Boredom was also a near perpetual companion. On his first day alone in the house, Seldon had familiarized him with the entertainment system, which was located in the media room. There he was introduced to Akadean music, which for the most part he found to be spiritless, vapid, and devoid of any content that could in any way be defined as edgy. Most of it sounded like New Age instrumentals for insomniacs.

Next he delved into a tremendous assortment of interactive games, but they were all strategy based or involved solving long, convoluted mysteries. There were certainly no shooter sims. He was led to understand that there were flight simulators, but he was forbidden to access them.

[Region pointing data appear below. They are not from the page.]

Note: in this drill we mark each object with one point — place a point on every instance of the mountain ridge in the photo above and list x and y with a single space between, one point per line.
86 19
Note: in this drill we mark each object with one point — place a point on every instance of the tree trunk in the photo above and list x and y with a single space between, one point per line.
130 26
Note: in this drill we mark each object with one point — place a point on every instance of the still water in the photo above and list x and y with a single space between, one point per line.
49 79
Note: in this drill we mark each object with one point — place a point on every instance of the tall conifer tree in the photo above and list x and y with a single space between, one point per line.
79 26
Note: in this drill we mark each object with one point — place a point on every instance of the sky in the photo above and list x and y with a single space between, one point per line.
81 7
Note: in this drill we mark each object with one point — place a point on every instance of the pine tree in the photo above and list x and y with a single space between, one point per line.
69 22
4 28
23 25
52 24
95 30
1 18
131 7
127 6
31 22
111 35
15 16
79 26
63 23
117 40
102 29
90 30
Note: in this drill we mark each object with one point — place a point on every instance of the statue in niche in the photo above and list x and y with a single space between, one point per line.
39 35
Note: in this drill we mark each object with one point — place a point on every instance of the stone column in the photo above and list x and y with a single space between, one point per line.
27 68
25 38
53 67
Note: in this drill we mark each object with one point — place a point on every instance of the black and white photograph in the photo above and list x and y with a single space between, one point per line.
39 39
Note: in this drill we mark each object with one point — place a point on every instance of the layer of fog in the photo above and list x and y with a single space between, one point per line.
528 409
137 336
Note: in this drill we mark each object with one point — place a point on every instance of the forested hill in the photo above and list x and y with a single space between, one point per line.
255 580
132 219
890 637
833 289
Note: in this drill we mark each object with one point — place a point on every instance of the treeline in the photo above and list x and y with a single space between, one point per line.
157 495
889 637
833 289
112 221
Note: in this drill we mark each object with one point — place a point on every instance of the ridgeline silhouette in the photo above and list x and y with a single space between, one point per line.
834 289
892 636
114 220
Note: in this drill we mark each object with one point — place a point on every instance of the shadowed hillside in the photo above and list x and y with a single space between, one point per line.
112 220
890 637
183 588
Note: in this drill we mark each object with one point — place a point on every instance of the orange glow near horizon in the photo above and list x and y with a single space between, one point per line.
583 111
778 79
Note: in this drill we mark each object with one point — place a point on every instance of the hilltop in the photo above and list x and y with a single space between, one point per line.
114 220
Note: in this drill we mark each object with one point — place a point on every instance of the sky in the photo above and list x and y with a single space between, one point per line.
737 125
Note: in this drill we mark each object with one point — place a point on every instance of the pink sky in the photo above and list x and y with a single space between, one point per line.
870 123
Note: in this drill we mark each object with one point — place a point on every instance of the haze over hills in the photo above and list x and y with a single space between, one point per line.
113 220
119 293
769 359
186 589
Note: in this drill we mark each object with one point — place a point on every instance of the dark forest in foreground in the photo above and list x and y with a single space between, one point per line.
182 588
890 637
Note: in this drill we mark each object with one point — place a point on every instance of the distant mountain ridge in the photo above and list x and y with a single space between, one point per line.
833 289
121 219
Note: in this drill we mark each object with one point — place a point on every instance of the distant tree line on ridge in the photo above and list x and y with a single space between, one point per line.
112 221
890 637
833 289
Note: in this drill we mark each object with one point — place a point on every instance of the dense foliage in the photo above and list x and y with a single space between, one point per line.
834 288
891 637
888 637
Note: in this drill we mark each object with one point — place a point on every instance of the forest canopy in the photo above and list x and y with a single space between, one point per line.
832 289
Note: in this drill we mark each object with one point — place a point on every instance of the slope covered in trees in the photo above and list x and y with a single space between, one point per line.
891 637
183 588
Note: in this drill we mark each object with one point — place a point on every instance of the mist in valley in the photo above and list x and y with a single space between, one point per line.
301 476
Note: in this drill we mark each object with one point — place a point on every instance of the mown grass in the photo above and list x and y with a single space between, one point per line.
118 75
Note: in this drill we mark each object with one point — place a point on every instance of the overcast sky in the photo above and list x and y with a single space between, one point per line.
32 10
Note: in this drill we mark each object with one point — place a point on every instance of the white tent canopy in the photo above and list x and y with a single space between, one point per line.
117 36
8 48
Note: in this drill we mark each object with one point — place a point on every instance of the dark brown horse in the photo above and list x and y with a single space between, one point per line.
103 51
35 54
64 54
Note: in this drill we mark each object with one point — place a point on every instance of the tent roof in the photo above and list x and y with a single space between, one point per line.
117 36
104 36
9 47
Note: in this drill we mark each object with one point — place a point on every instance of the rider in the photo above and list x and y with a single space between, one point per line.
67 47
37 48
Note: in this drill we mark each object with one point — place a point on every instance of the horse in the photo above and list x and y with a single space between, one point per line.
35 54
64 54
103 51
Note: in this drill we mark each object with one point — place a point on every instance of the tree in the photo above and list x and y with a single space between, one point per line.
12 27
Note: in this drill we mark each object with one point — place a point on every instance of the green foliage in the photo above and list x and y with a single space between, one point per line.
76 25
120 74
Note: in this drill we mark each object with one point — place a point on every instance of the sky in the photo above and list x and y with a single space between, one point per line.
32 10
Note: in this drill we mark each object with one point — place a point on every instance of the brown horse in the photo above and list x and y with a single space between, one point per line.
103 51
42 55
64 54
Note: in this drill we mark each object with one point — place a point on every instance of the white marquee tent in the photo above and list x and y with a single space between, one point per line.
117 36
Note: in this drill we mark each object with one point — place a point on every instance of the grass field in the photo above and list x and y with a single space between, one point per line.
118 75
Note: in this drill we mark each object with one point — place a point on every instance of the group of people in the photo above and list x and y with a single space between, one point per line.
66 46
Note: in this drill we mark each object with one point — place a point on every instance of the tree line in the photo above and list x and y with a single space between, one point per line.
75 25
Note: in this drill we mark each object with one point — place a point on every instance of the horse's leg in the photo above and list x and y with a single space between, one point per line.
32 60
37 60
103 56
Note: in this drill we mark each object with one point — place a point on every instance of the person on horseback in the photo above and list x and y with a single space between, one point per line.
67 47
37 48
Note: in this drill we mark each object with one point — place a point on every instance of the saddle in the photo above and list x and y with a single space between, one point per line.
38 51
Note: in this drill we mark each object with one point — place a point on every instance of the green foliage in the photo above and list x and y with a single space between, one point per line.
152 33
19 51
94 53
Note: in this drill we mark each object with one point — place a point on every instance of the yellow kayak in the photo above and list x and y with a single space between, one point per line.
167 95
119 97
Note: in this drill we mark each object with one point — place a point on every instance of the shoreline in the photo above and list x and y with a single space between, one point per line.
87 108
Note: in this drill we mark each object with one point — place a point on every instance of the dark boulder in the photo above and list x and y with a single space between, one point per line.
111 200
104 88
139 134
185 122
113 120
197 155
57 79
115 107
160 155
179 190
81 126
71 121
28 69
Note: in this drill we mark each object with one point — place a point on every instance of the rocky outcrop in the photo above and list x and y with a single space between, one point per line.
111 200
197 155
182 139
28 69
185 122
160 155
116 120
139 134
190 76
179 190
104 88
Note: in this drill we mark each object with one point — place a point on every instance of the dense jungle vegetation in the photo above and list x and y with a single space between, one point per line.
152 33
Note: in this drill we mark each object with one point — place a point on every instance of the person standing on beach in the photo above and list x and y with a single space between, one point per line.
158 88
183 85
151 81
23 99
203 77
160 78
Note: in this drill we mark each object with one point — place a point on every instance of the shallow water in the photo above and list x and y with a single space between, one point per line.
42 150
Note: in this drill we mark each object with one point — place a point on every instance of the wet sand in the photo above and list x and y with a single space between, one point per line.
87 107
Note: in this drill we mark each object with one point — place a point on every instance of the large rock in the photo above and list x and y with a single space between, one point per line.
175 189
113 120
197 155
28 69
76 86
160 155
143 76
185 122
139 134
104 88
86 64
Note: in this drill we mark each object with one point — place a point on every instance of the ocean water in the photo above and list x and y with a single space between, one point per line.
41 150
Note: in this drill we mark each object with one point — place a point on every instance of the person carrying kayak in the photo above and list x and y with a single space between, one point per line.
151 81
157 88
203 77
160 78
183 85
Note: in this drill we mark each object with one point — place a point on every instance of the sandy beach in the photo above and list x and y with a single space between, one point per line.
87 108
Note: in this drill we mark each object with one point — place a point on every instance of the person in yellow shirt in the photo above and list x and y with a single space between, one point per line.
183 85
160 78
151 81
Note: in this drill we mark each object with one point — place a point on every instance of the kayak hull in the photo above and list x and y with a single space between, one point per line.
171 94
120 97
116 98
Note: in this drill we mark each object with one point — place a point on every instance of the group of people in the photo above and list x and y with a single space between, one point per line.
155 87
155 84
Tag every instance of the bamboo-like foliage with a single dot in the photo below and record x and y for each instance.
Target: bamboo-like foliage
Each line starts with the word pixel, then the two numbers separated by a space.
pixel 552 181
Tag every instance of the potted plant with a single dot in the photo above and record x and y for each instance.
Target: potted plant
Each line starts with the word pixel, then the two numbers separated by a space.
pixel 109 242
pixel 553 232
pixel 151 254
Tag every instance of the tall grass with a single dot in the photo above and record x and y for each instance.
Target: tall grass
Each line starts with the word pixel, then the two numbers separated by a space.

There was not a flying vehicle on the planet that would grant him access to its interior, but the Akadeans apparently had no inclination to take any chances whatsoever concerning the potential escape of an aberrant. Others of the available games did involve a certain amount of vicarious thrills, but no violence of any sort. He played them, and enjoyed some, but more than only a few hours of any of them grew wearisome.

The spectator entertainments consisted of sports he did not understand, emotional dramas, and news he cared nothing about. Any events of real import were plainly censored from his view anyway, as the system would suddenly shut down from time to time for no discernible reason. There was also an incredible amount of sexually oriented material. The Akadeans had an appetite for sex and pornography that made the Terran internet look virginal by comparison. Anything and everything was readily available for sale, and at prices that Seldon described as being “not overly expensive.” Just the content of the advertising was more lascivious than anything O’Keefe had ever seen. He spent several afternoons viewing impeccably accurate holograms of flawless Akadean bodies splayed across the downstairs carpet engaging in what appeared to be every conceivable sexual act known to humanity. But after the novelty wore off, the pornography left him frustrated and lonelier than before, and he soon tired of it. For though every holographic promotion represented real people selling real services, he had no money of his own and he could not debit the household account without the express permission of the captain. Furthermore O’Keefe was certain that the strumpets of the planet, like all Akadeans, would be forbidden even to speak to him, much less engage in something more intimate, even had his supply of funds been unlimited. He was, for the most part, even restrained from gaining a manual release from his pent up desires for fear of who might be watching him at the time. So after about three weeks in the house he had given up on the media room almost entirely.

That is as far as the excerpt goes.